As a singer, songwriter, poet, rapper and producer, Just Jack uses melodic songs in combination with a rap-based trip-hop soul. "The Outer Marker" serves as a self-reflection of Jack's experiences and his opinions and observations of social life. The simple beats and brief electronic samplings and effects create an emotional, somewhat placid optimism.
The opening track, "Let's Get Really Honest," builds nicely with digitally manipulated vocals and a hip clap beat. The song also features fitting backup vocals during the chorus about a former girlfriend and a sample from the 1995 song "I'm Not in Love" by 10CC.
"Paradise (Lost & Found)" exposes Just Jack's British accent during a revealing rap; the chorus and piano make the song enjoyable with backup vocals by Roz James.
"Lesson One" will either come across as original and moving or completely weak and empty. The vocal section by Jack does, however, sound genuine, matching the mood of the saxophone by Graham Lyons.
The first single, "Snowflakes," is dark with a horror-like theme on the piano and a cautious refrain with backup vocals by Roz James. A remix featuring a sample of The Cure's "Lullaby" closes the album with heavier percussion. "Heartburn" is a melancholy tune with a subtle echoing of Just Jack's voice, soft electronic sounds, drum cymbals and Guy Pratt on a somewhat hidden but structural bass.
Sam Durbin's rap on "Eye to Eye" takes on the verses with a relaxed approach and Just Jack and James' voices pick up during a light and uplifting chorus. A theatrical-sounding "Contradictions" squeaks and thumps with funk and an addicting '70s-band sound. Colin McCann and Guy Pratt rock again on a multi-percussion section and guitar and bass.

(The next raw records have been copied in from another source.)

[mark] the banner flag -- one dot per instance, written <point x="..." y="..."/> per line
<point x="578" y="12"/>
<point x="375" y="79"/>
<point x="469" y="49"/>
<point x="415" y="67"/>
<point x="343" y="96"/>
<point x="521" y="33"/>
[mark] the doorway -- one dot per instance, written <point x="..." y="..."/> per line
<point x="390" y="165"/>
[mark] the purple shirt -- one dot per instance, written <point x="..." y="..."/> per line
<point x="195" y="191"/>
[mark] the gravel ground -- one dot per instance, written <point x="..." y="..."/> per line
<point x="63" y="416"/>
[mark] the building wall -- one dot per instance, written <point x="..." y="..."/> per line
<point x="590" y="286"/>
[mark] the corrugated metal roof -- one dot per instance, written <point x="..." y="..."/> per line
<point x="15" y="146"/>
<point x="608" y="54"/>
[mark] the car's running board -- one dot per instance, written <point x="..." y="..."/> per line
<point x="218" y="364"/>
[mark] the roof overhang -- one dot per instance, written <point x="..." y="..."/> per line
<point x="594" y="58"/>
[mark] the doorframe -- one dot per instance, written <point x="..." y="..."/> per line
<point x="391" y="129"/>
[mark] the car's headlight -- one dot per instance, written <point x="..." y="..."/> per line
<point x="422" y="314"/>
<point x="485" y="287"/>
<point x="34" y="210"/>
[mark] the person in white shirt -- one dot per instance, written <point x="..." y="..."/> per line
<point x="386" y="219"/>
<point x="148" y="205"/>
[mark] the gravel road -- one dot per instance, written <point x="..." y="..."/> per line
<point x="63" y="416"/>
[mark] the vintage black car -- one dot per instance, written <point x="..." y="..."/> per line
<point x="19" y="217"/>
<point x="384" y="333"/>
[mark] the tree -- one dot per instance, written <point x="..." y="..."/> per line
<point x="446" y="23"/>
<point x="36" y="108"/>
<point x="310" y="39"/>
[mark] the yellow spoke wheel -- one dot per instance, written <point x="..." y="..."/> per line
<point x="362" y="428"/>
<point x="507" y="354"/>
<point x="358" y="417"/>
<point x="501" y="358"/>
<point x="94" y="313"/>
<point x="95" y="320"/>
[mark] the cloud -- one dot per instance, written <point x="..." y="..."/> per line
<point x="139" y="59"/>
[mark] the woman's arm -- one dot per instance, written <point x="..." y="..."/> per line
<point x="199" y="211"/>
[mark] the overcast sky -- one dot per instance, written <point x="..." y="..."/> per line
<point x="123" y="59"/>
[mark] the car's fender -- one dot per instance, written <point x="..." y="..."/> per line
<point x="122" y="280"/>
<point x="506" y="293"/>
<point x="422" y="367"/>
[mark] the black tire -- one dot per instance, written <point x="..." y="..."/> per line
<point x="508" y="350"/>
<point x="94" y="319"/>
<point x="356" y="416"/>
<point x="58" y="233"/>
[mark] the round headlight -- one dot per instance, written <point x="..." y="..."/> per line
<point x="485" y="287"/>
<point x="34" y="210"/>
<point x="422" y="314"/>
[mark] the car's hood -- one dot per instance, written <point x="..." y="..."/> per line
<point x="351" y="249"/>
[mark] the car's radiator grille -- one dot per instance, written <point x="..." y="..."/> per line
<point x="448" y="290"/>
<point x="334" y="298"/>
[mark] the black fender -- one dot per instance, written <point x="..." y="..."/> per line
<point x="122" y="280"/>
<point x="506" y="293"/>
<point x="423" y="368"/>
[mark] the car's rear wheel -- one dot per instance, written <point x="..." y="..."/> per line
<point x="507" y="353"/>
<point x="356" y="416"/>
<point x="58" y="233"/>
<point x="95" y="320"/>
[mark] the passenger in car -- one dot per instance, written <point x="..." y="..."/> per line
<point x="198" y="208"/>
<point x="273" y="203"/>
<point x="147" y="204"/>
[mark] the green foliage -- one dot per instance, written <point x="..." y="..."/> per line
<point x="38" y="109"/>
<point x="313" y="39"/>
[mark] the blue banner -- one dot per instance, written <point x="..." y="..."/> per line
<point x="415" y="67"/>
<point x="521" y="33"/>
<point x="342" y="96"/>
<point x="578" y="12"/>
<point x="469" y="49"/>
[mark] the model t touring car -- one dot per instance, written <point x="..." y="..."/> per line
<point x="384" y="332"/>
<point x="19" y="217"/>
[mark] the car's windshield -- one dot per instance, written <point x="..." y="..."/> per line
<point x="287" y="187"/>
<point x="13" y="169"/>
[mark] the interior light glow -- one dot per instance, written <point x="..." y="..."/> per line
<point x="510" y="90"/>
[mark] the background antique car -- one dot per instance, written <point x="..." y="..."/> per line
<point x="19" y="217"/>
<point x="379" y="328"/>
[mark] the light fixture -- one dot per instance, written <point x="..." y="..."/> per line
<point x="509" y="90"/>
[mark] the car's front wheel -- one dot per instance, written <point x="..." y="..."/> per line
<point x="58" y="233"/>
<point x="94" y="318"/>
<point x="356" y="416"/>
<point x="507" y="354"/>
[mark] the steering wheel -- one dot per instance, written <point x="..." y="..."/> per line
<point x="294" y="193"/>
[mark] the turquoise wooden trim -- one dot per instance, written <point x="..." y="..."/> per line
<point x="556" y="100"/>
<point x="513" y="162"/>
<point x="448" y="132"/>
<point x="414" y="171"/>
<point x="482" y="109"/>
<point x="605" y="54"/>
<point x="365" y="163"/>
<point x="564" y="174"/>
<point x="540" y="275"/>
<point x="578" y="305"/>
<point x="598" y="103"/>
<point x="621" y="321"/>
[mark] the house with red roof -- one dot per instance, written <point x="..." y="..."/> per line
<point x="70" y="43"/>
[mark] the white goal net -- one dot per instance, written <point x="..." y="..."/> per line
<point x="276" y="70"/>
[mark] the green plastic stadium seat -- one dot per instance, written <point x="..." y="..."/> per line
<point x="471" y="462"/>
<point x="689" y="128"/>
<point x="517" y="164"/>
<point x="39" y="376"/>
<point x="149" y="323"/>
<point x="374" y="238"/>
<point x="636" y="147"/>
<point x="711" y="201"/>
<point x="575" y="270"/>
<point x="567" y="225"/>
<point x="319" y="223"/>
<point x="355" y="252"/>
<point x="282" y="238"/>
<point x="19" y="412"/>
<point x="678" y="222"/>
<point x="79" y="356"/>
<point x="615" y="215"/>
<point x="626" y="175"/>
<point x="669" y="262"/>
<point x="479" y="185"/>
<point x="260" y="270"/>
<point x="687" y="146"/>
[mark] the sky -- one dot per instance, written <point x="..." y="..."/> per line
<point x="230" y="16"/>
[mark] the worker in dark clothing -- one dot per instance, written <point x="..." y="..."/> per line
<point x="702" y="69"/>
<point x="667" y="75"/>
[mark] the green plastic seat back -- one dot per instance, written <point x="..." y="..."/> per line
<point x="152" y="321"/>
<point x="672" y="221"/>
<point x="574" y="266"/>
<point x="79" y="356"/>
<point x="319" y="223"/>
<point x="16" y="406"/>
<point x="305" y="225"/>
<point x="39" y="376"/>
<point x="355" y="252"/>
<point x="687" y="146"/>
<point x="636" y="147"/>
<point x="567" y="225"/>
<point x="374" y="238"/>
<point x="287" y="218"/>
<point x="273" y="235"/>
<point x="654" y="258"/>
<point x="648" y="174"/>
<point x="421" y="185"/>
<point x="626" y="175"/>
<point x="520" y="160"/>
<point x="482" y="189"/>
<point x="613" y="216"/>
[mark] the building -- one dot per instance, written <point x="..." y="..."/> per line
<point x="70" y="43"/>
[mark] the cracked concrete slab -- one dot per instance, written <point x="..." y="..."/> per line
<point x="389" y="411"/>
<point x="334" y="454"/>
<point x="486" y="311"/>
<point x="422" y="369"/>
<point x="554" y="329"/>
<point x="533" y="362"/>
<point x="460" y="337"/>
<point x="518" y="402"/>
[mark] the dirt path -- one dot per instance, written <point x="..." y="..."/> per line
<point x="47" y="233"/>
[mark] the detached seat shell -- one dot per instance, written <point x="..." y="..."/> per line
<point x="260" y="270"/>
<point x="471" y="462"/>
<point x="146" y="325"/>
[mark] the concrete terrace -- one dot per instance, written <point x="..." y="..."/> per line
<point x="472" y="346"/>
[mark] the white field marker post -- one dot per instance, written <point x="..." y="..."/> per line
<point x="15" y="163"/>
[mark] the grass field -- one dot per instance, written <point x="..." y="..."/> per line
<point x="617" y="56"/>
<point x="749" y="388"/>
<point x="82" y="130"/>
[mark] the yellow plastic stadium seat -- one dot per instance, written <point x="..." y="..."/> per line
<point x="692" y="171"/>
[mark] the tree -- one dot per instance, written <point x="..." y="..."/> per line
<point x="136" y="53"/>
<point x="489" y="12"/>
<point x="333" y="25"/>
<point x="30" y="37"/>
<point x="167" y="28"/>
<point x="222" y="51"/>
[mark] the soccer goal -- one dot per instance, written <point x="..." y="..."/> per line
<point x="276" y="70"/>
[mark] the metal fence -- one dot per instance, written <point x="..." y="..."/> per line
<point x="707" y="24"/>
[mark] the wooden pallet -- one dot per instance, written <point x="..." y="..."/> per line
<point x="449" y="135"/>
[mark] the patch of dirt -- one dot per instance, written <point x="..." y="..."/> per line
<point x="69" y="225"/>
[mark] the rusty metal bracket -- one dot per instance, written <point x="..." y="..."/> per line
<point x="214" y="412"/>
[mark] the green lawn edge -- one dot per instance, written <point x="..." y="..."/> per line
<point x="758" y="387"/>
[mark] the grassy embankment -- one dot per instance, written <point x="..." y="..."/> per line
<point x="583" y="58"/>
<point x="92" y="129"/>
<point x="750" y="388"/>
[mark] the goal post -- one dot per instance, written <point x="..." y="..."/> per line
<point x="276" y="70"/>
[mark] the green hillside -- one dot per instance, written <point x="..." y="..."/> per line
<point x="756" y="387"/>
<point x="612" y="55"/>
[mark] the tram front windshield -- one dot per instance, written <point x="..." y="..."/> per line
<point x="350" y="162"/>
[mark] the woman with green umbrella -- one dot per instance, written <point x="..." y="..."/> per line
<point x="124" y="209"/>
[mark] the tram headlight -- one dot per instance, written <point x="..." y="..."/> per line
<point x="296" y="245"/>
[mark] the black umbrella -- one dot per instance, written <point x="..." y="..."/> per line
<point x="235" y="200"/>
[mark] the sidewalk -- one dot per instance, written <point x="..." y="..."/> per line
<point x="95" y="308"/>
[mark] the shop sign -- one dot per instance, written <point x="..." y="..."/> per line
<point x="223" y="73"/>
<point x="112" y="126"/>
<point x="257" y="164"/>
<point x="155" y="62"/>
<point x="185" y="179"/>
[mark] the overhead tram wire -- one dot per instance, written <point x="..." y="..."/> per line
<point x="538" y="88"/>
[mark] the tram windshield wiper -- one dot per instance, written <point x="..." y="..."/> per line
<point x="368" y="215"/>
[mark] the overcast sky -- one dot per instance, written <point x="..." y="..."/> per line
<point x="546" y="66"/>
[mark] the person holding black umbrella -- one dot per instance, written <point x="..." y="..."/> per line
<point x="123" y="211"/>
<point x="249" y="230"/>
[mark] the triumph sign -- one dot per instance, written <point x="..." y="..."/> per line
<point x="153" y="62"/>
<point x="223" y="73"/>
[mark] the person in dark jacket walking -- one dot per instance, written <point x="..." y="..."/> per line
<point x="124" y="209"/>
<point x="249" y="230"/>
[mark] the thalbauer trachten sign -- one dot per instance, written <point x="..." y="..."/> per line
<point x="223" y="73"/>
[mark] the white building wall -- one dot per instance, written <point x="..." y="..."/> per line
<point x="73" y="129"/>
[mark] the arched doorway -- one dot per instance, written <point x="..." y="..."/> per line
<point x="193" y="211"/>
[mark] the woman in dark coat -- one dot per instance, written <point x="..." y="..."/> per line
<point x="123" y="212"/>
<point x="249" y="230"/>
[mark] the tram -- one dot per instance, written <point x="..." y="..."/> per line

"Snapshot Memories" appears to be an audio montage with electronic sounds, camera shots, video games and a soulful lyric section backed with a relaxing piano run. "Ain't Too Sad," if simplified could be a folk song, with its relatable lyrics and a gentle guitar and marching drums.
It is difficult to label Just Jack's sound to one genre since he mixes melodic soul with hip-hop beats and electronic sounds.
Perhaps the best explanation of this misleading artist's name is the following: "I never had heroes and never wanted to be like other musicians," Jack said in a press release. "I have no affiliations to anyone, I'm not part of a gang, I'm not part of a scene and I don't have a sound that's obviously part of a scene. I'm just Jack."